Шеф закурил ароматизированную сигарету и, не затягиваясь, выпустил дым. Очевидно, он думает, что его здоровье — народное достояние и что без его близорукой бдительности преступность в Болгарии возрастет.

— А есть ли вероятность, что Искренов снабдил Безинского пресловутым синофенином до тринадцатого февраля?

— Нет такой вероятности, — успокоил я его. — Во-первых, Покер тертый калач, во-вторых, остается неясным, почему он принял эти чертовы таблетки именно тринадцатого числа, после пяти часов, и, в-третьих, как я тебе объяснил, мы произвели повторный обыск в его квартире. Ребята распотрошили телевизор, отодрали обои — все надеялись что-то найти. Каким бы чудотворным ни был синофенин, у него нет ног и он не мог сам выползти на улицу. Безинский навряд ли его выбросил, насколько мне известно, мертвецы не имеют привычки прогуливаться.

— Наконец-то ты изрек что-то умное.

— В моей скучной практике было два потрясающих случая с воскрешением, хотя потом оказалось, что воскресшие вообще не умирали. В этом плане удалец Покер исключение... Плохо то, что он мне симпатичен!

— Кто? Безинский?

— Нет, Искренов. Он как-то странно меня обвиняет, и, что удивительно, иногда я действительно испытываю перед ним чувство вины.

— У тебя что, не все дома? — Шеф повертел рукой у виска, словно ввинчивал лампочку.

— Ты же сам не пожелал отправить меня вовремя на пенсию.

Я налил ему пива и, выждав, пока осядет пена, снова долил.

— Трудно мне, Божидар. Отвратительно, что все — и Искренов, и свидетели — спешат мне помочь. Они просто жаждут сообщить правду и припомнить какую-нибудь каверзную деталь. Причем делают это с такой удивительной добросовестностью, словно заранее сговорились или словно кто-то из них считает меня круглым дураком.

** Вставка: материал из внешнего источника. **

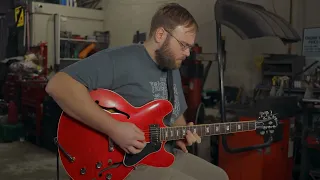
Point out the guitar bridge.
[149,124,160,143]
[54,137,75,163]
[108,138,114,152]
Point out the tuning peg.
[269,130,274,134]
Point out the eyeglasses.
[165,30,192,51]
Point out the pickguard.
[123,142,161,166]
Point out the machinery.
[215,0,301,180]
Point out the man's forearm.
[173,114,187,126]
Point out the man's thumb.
[177,141,188,153]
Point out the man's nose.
[183,48,190,57]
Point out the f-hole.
[94,100,130,119]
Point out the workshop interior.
[0,0,320,180]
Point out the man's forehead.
[172,26,196,45]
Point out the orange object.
[219,117,293,180]
[8,101,18,124]
[79,43,96,59]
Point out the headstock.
[256,110,278,135]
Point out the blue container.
[60,0,67,5]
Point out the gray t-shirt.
[61,44,187,126]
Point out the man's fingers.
[193,133,201,144]
[177,141,188,153]
[188,122,193,126]
[132,141,146,149]
[134,125,144,136]
[128,146,141,154]
[186,131,197,146]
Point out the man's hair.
[149,3,198,37]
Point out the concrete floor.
[0,137,211,180]
[0,142,69,180]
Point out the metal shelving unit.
[54,14,109,71]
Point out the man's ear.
[154,27,167,44]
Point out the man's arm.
[46,52,115,134]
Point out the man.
[46,3,228,180]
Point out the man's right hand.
[109,121,146,154]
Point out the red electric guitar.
[56,89,278,180]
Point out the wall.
[30,2,104,67]
[104,0,308,95]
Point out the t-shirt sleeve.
[61,51,114,91]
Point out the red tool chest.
[3,74,20,104]
[21,80,47,144]
[219,117,293,180]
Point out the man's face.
[155,26,196,69]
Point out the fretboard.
[160,121,256,141]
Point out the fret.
[174,127,180,138]
[198,125,205,136]
[230,122,237,132]
[237,123,242,131]
[214,124,220,134]
[179,127,184,139]
[204,125,211,136]
[169,128,175,140]
[225,123,230,133]
[159,121,256,141]
[182,127,188,137]
[191,126,198,133]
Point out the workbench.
[299,99,320,180]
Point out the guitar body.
[57,89,178,180]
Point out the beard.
[155,38,178,71]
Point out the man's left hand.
[176,122,201,153]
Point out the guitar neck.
[160,121,256,141]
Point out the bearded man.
[46,3,228,180]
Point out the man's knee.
[172,150,229,180]
[126,166,198,180]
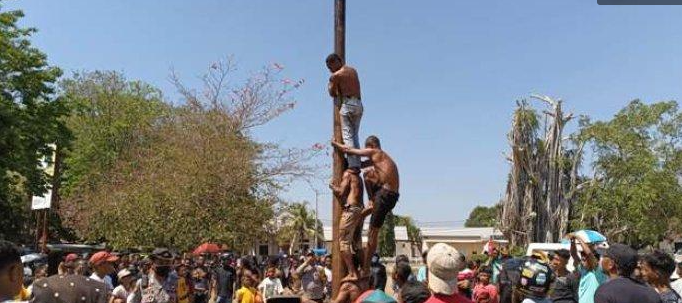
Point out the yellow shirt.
[176,278,189,303]
[237,286,256,303]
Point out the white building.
[421,227,507,256]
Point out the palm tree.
[280,202,322,254]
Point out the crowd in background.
[0,237,682,303]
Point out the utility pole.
[332,0,346,298]
[313,189,320,249]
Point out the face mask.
[154,265,170,277]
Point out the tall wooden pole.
[332,0,346,298]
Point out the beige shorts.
[339,206,362,252]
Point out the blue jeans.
[337,98,363,168]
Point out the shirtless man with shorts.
[326,54,363,171]
[332,136,400,275]
[329,168,365,282]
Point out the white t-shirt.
[670,278,682,295]
[111,285,130,300]
[90,273,114,293]
[258,278,284,301]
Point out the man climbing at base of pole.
[332,136,400,277]
[326,54,363,172]
[329,168,365,282]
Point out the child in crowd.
[512,257,553,303]
[237,275,258,303]
[473,266,499,303]
[258,265,284,302]
[640,250,682,303]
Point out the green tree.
[0,1,68,242]
[574,100,682,246]
[278,202,322,254]
[464,204,502,227]
[57,61,314,250]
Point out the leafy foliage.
[575,100,682,246]
[277,202,323,254]
[61,61,314,250]
[0,3,69,241]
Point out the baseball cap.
[64,253,78,262]
[116,268,133,280]
[32,275,109,303]
[603,243,639,275]
[675,254,682,265]
[426,243,463,295]
[90,251,118,265]
[151,247,174,260]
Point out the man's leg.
[340,103,362,168]
[339,210,360,282]
[362,168,378,219]
[362,225,379,275]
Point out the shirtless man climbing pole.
[332,136,400,275]
[329,168,365,282]
[326,54,363,171]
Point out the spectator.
[258,266,284,303]
[594,244,661,303]
[296,252,325,303]
[486,247,503,284]
[284,272,305,300]
[370,253,388,291]
[640,250,682,303]
[398,281,431,303]
[90,251,118,294]
[457,258,476,298]
[514,257,552,303]
[236,274,257,303]
[213,256,237,303]
[324,255,332,298]
[176,264,194,303]
[549,249,580,303]
[110,269,134,302]
[417,249,429,283]
[391,262,412,301]
[670,255,682,295]
[0,240,24,302]
[128,248,178,303]
[568,234,606,303]
[473,267,500,303]
[426,243,471,303]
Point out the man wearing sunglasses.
[128,248,178,303]
[568,234,607,303]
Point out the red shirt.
[424,293,473,303]
[473,283,500,303]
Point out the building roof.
[421,227,504,240]
[322,224,410,241]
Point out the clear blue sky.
[3,0,682,225]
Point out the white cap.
[426,243,464,295]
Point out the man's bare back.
[370,149,400,192]
[329,170,364,207]
[329,65,362,99]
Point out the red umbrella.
[193,242,220,255]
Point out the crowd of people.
[0,236,682,303]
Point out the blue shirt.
[417,266,426,282]
[577,265,607,303]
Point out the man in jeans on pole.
[326,54,363,171]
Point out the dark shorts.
[369,188,400,228]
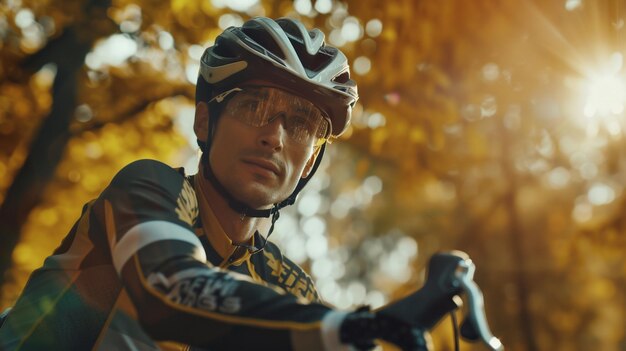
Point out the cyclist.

— И он правильно делает, — бросил ехидно Шеф.

— Кто?

— Да тот, кто считает тебя круглым дураком.

Божидар погасил недокуренную сигарету и со страдальческим видом вытянулся в кресле.

— У меня голова раскалывается, даже плакать хочется. И все, наверное, из-за твоей нерадивости.

— Думаю, это из-за солнца и богатого улова. Ты сегодня был блистателен.

— Проклятый судак или поумнел, или стал вегетарианцем.

— Дать тебе анальгин? — Я с готовностью поднялся.

— Не надо. С тех пор как ты меня занимаешь рассказами о Безинском, я вообще не употребляю лекарств после алкоголя. Особенно если таблетки — из рук друга.

— Ты прав, — согласился я. — Лучше жить больным, нежели умереть здоровым.

Божидар повернулся, и его взгляд с восемью диоптриями остановился на книжном шкафу, на фотографии Элли. Фотографию я сделал год назад фотоаппаратом внучки «Смена-4». Девочка обняла пестрый мяч; ее ручонки с трудом охватывали его блестящую поверхность, глаза смеялись, а во рту, на месте выпавшего молочного зуба, виднелась смешная дырка. Шеф помрачнел, чувство вины снова вспыхнуло в нем, как приступ мигрени.

— Я все забываю тебя спросить... как Вера?

То ли от жары, то ли из-за его дурацкого сочувствия мне стало плохо. Я ощутил на своей руке его ладонь, но в этот момент у меня не было даже сил, чтобы ему простить.

— Почему бы тебе не спросить, как я себя чувствую? — нашелся я все-таки, чтобы уж совсем не раскиснуть.

 

13

Жара изматывала меня и делала медлительным. Я перечитывал показания свидетелей: интуиция подсказывала, что в их хаотичных ответах, путаных признаниях и лживых показаниях кроется нечто такое (пусть на первый взгляд и незначительное), что могло бы привести меня к прозрению. Но, как я ни старался, все равно не мог осознать и постичь это ни разумом, ни сердцем. Я чувствовал себя усталым и мелочно-раздражительным. Раздался резкий телефонный звонок — звонил с проходной постовой милиционер.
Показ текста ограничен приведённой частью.